SNP_index is a marker association analysis method to determine differences in genotype frequencies between pooled samples (Abe et al., 2012), by calculation of the Δ(SNP_index). The stronger the correlation between a marker and a trait, the closer the Δ(SNP_index) value is to 1. In this study, ‘M,’ ‘P,’ ‘aa,’ and ‘ab’ denote the female parent (susceptible, JY30), the male parent (resistant, EP6392), the R-pool and the S-pool, respectively. Δ(SNP_index) values were calculated as follows: SNP_index(ab) = Mab/(Pab+Mab); SNP_index(aa) = Maa/(Paa+Maa); Δ(SNP_index) = SNP_index(aa) – SNP_index(ab); where Maa indicates the depth of the aa population derived from M, Paa indicates the depth of the aa population derived from P, Mab indicates the depth of the ab population derived from M, and Pab indicates the depth of the ab population derived from P. The allelic frequency was calculated by Euclidean distance followed by Loess regression analysis which identifies regions in which QTL lies and generates a list of putative regions in the linked genomic segment.

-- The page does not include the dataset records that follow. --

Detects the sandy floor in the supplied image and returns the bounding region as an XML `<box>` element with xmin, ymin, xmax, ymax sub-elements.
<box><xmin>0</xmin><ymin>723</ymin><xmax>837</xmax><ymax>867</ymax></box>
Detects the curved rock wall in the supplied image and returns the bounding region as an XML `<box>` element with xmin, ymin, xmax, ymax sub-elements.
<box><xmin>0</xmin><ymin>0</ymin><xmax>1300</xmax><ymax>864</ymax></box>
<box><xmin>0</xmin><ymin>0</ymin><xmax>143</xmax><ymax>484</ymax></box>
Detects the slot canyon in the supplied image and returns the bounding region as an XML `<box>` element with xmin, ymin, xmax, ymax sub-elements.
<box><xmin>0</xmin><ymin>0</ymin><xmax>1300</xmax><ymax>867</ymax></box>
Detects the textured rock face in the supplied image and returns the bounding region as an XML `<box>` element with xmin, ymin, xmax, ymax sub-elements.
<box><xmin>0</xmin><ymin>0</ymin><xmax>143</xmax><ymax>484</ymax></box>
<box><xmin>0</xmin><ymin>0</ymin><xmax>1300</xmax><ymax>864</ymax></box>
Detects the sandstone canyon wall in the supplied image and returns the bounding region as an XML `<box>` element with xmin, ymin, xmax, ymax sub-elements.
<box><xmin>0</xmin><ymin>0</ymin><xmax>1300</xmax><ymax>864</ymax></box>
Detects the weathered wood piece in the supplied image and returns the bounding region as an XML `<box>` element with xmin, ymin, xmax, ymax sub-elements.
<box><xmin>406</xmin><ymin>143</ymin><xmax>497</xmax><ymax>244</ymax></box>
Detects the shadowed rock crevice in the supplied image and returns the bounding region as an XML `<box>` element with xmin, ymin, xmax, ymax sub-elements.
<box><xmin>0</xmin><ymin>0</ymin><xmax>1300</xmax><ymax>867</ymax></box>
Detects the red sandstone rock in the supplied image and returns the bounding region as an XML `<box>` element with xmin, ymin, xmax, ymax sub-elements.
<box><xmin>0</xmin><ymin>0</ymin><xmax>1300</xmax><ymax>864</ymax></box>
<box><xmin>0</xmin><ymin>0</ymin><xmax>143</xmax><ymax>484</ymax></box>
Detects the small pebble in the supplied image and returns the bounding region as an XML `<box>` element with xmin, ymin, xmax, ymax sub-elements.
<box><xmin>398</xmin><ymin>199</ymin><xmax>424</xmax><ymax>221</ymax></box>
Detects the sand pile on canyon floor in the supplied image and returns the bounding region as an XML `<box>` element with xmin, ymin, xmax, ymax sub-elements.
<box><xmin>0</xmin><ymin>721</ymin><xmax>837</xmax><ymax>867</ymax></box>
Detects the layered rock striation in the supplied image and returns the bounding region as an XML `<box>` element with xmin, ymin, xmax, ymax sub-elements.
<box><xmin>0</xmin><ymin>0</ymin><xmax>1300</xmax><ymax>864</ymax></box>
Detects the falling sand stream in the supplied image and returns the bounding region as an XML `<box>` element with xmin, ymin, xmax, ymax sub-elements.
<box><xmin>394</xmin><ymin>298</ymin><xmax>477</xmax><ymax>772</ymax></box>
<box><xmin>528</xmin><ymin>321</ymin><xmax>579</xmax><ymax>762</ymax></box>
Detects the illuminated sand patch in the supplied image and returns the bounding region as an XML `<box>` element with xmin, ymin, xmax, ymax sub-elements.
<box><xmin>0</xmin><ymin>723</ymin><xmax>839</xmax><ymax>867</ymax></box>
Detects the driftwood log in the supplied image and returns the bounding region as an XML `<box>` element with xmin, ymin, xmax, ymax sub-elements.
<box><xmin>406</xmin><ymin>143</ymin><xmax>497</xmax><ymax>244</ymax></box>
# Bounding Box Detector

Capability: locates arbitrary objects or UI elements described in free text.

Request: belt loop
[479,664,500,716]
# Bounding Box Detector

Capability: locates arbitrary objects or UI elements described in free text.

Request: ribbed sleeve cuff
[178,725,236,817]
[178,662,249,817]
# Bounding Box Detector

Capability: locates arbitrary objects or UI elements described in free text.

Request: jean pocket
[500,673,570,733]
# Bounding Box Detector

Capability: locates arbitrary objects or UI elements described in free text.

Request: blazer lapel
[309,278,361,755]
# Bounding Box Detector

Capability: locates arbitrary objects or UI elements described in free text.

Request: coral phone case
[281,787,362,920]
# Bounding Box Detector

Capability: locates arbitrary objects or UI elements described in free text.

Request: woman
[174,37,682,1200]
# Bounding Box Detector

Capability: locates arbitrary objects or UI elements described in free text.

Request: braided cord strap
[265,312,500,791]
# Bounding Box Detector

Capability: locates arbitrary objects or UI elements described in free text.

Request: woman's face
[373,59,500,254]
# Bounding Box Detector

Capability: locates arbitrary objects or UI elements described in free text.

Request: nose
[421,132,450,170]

RNA Isolation, Reverse Transcription, and qRT-PCR Analysis

Leaves from cucumber plants in CK, T1 and T2 treatments were collected on day 6 after aphid infestation, frozen in liquid nitrogen, and used for RNA extraction. Total RNA was isolated from leaves using TakaRa RNAiso Reagent kit (Dalian, China). RNA concentration and quality were estimated using a BioPhotometer Plus spectrophotometer (Eppendorf, Hamburg, Germany). Reverse transcription was performed using TakaRa PrimeScript RT Reagent Kit (Dalian, China).

Primers for amplification of 16 genes were designed using Primer Premier 5.0 and are listed in Supplementary Table S1. qRT-PCR was performed using a TaKaRa SYBR PrimeScript RT-PCR Kit (Dalian, China), according to the manufacturer’s instructions. The cucumber actin gene was used as an internal standard and amplified with the following primers: forward: 5′–TCGTGCTGGATTCTGGTG–3′, and reverse: 5′–GGCAGT GGTGGTGAACAT–3′. Reactions were performed in 96-well plates and the PCR program consisted of 95°C for 30 s, followed by 40 cycles of 95°C for 5 s and 50–60°C for 30 s. qRT-PCR analysis was performed on an iQ 5 multicolor real-time PCR detection system (Bio-Rad, USA). The relative expression levels of the genes were determined using the 2-ΔΔCt method.

Results

Analysis of Numbers of Aphids per Plant

As expected, EP6392 and JY30 plants differed greatly in their resistance to aphids; EP6392 showed significant resistance to aphid infestation, whereas JY30 was susceptible. Phenotypic manifestations of this included the fact that the leaves of infested EP6392 plants curled upward slightly, whereas those of infested JY30 plants were more obviously curled upward. Moreover, EP6392 plants grew and developed normally, whereas JY30 plants were severely stunted on day 8 after aphid infestation. The F2 population consisted of both susceptible and resistant plants (Table 1); consistent with the results of our previous study (Liang et al., 2015).

Table 1.

The frequency distribution of aphid numbers on individual EP6392, JY30, and F2 seedlings on day 8 after infestation.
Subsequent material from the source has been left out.